We mine and refine rocks to make pixels glow. Digital electronics now outnumber human beings, each individual unit uses the vast majority of terrestrial metals in its components. According to the US Geological Survey 22 billion handheld electronic devices were manufactured in 2014. The LED screens in these devices used 130kg of gallium, 170kg of cerium, 120kg of arsenic and 180kg of lanthanum. If we knew the average number of pixels in each device we could calculate the geological cost per pixel of our screen time. The earth observation satellite Sentinel II produces another image of every site from which its raw materials were extracted every five days. These images have a ground resolution of 10 square metres per pixel, but we can’t calculate how many square metres of terrestrial surface were turned over to produce each pixel in its camera. If we could we might be able to derive a planetary resolution: the total number of pixels the Earth can support.

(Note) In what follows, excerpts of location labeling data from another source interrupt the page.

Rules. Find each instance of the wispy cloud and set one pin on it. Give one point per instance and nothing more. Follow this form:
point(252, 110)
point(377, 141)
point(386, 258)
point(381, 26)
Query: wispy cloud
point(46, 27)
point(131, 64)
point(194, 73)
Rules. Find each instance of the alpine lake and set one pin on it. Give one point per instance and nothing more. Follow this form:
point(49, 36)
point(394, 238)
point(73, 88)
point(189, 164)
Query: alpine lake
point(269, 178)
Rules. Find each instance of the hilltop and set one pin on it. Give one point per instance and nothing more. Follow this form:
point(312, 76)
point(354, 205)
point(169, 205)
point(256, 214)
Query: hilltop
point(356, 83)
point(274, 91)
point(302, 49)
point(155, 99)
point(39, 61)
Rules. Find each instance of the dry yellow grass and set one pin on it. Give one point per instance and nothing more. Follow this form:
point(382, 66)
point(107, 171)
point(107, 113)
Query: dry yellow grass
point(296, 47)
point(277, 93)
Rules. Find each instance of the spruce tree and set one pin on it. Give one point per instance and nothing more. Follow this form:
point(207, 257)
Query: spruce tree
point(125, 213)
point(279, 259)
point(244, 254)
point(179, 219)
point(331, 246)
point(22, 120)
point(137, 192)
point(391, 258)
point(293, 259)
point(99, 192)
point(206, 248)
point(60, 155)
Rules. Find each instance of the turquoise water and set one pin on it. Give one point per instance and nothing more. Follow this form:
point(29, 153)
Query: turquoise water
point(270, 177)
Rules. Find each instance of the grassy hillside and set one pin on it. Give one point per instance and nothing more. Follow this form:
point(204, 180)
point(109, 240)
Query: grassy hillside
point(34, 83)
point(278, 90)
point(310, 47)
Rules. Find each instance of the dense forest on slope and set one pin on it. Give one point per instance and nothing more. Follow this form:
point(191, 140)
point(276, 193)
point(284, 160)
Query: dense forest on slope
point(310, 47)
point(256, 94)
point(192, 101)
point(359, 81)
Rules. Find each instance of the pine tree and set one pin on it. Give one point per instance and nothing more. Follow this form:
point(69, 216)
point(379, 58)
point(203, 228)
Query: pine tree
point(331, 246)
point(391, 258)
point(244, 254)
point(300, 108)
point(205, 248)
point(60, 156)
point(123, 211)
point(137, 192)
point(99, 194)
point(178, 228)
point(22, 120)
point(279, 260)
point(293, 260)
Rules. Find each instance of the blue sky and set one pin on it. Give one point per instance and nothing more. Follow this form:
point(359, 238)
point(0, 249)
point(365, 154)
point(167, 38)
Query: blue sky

Using hacked PC monitors, satellite time-lapse, and found footage of electronics manufacture and recycling, this new video installation connects the flickering screen image with the cycles of extraction that make its appearance possible, asking how many pixels and how much screen time the planet can sustain.
D-UNIT has been initiated by artist Megan Broadmeadow and her partner Ed Metcalf with an aim to provide opportunites for 2020 graduates who were unable to have degree shows as well as artist-led initiatives from Bristol based artists and exhibitions for UK based mid-career artists. They will also be running public workshops in practical work and digital skills over the winter months.